What’s New On Qobuz – HiFiAudio.Guru Top Ten Songs for March

By: Gary Alan Barker
March 31st, 2022

It has been a busy and eventful month for me, and given recent world events music is about all there is to pull us through and keep us sane, so luckily, Qobuz is out there providing us with new music on a daily basis. Without further ado, here are my picks for this month:

“Invisible Pictures” - Jeremy Ivey

1. “Silence And Sorrow” (“Invisible Pictures” – Jeremy Ivey – 24-bit/96kHz – Qobuz) Billed as Country, Jeremy Ivey sounds a bit more like Southern Rock, sounding very reminiscent of Tom Petty, though one does hear influences of Pink Floyd and the Beatles in many of his tunes. “Silence And Sorrow” is both typical and atypical of his sound and songs. It contains his melancholy rambling style with complex overlapping layers of rhythm produced by the different instruments each playing their own melody, yet it is starker with less instrumentation and no percussion other than that provided by the piano itself which provides the core melody, rhythm, and beat.

“In My Own Time (50th Anniversary Edition)” – Karen Dalton

2. “Are You Leaving for the Country” (“In My Own Time (50th Anniversary Edition)” – Karen Dalton – 24-bit/96kHz – Qobuz) ‘60s/‘70s Folk Blues artist Karen Dalton had her own unique interpretations of the songs she covered creating a sound that was well ahead of her time. “Are You Leaving for the Country” opens with bass harmonics and features four melodies, one on bass, two on acoustic guitar, and one for vocal. The rhythm guitar is strummed with occasional picked and bent notes, while the lead guitar is plucked throughout. Her vocals have a folksy Billie Holiday burr.

“Sibelius: Complete Symphonies” - Klaus Mäkelä & Oslo Philharmonic

3. “Symphony No. 1 in E minor, Op. 39 (Jean Sibelius) I. Andante, ma non troppo – Allegro energico” (“Sibelius: Complete Symphonies” – Klaus Mäkelä & Oslo Philharmonic – 24-bit/96kHz – Qobuz) Lovers of Jean Sibelius cannot but be sucked in by Oslo Philharmonic’s performance, from the gentle curves of the opening oboe bolstered by a feather-light tympani roll to the epic crescendos to the delicate woodwind and horn backed harp, the performance is caked with dynamics and emotional sweeps.

“Genesis of Genius The Contemporary Recordings” – Ornette Coleman

4. “Compassion” (“Genesis of Genius: The Contemporary Recordings” – Ornette Coleman – 24-bit/96kHz – Qobuz) As an improvisational musician myself, I have always had a fondness for improvisational Jazz, and Ornette Coleman is an example of the art form at its best.
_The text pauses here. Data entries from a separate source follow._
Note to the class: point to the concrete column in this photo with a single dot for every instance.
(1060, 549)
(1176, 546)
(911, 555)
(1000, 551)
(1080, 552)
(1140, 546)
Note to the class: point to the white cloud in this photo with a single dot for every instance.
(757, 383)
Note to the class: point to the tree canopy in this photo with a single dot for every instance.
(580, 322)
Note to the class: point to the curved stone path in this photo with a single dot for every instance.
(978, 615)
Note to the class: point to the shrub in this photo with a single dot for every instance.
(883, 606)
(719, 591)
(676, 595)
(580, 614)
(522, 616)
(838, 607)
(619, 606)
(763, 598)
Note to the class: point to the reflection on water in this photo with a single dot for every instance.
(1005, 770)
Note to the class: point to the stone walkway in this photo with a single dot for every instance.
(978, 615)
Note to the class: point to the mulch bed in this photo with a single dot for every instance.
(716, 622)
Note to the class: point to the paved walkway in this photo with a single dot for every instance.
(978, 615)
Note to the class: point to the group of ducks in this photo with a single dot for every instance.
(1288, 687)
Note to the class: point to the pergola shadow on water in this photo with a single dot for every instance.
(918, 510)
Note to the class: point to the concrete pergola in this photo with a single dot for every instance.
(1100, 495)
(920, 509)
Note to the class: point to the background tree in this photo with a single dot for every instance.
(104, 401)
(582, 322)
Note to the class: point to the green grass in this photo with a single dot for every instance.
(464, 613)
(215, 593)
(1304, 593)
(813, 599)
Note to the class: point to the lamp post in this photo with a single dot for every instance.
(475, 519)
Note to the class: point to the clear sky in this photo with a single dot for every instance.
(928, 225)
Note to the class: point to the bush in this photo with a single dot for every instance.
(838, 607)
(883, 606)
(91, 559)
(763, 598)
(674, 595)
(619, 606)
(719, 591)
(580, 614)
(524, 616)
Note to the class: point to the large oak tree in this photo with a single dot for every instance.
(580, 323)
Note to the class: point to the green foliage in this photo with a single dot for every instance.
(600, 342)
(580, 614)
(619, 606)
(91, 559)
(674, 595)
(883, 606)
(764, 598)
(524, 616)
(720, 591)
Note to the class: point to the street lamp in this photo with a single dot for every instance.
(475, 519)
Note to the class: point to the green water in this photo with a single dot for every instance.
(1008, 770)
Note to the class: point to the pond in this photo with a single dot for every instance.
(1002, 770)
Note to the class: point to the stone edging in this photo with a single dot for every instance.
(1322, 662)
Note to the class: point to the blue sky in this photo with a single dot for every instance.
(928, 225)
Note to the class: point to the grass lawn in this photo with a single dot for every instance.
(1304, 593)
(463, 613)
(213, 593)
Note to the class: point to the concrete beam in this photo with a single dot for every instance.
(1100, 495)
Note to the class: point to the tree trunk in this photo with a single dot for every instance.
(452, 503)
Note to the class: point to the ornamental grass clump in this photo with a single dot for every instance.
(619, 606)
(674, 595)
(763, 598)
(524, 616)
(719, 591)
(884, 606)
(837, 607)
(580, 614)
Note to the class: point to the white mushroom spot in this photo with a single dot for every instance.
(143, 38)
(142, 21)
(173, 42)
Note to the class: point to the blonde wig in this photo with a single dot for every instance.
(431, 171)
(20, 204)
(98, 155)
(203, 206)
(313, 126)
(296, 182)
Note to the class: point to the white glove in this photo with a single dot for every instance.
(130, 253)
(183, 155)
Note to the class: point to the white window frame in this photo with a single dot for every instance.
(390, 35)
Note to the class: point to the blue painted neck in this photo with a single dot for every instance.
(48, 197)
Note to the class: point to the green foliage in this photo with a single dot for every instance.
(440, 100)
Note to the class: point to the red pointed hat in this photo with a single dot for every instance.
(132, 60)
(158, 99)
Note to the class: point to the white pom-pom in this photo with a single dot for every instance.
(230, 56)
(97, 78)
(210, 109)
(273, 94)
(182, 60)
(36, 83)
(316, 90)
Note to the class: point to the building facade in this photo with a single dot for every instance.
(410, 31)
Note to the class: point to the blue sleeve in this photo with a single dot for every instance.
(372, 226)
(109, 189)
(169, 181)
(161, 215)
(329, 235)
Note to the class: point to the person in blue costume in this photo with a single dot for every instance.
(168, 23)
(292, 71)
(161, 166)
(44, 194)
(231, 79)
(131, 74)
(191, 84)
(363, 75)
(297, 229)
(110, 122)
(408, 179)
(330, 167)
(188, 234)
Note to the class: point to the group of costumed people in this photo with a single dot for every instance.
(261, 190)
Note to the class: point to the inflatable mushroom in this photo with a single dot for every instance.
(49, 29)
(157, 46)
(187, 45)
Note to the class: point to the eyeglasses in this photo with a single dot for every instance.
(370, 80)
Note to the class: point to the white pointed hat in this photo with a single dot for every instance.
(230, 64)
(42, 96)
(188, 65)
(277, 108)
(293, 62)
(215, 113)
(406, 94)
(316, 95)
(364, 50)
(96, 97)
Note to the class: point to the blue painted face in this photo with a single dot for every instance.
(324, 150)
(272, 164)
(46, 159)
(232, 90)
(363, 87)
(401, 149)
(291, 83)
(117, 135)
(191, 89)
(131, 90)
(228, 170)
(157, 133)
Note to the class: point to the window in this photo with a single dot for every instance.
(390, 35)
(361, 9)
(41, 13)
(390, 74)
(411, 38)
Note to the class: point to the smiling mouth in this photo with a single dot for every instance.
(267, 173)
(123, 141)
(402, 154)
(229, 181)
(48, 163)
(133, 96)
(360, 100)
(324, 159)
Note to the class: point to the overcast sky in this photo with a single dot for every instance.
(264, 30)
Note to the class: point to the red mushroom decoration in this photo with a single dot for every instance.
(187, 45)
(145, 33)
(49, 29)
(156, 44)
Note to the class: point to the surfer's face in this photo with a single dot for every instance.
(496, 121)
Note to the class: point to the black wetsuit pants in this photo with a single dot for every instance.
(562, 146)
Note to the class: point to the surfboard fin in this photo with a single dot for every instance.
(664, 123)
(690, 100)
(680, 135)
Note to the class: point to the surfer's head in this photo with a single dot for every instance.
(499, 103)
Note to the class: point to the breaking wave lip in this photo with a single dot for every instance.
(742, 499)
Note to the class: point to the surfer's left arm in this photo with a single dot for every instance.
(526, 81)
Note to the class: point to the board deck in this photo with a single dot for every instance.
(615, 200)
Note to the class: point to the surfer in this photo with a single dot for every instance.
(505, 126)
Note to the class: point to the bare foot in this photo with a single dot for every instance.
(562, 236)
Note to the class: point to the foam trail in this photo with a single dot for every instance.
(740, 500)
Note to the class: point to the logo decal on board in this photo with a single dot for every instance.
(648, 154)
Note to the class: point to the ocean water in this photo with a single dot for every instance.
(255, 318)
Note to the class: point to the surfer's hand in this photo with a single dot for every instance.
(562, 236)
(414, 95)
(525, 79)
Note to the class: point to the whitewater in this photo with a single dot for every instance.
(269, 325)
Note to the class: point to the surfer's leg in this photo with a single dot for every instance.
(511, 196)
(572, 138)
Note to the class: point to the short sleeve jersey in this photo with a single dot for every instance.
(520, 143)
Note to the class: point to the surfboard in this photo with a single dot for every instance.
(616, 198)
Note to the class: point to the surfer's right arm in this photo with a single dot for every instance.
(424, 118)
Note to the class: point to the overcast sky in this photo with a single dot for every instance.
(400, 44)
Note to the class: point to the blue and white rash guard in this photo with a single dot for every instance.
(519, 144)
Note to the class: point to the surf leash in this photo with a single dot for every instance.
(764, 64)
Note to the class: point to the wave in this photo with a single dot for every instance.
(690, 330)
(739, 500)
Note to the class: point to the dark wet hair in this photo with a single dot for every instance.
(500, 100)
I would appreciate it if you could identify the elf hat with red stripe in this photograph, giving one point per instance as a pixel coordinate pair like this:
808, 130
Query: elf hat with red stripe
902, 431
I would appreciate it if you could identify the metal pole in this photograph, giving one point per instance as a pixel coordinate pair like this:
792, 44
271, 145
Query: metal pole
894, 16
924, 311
Fast-paced and lyrical, while focused around the saxophone player “Genesis of Genius: The Contemporary Recordings” highlights the talents of each of the individual members of the band, allowing them to do their own thing during the tunes along with offering plenty of solo time for each performer. “Compassion” seems to exemplify this while also offering a little more eclectic structure, opening with a byplay of the bass and drums before melding into the interweaving sax and trumpet that appears to be their core sound.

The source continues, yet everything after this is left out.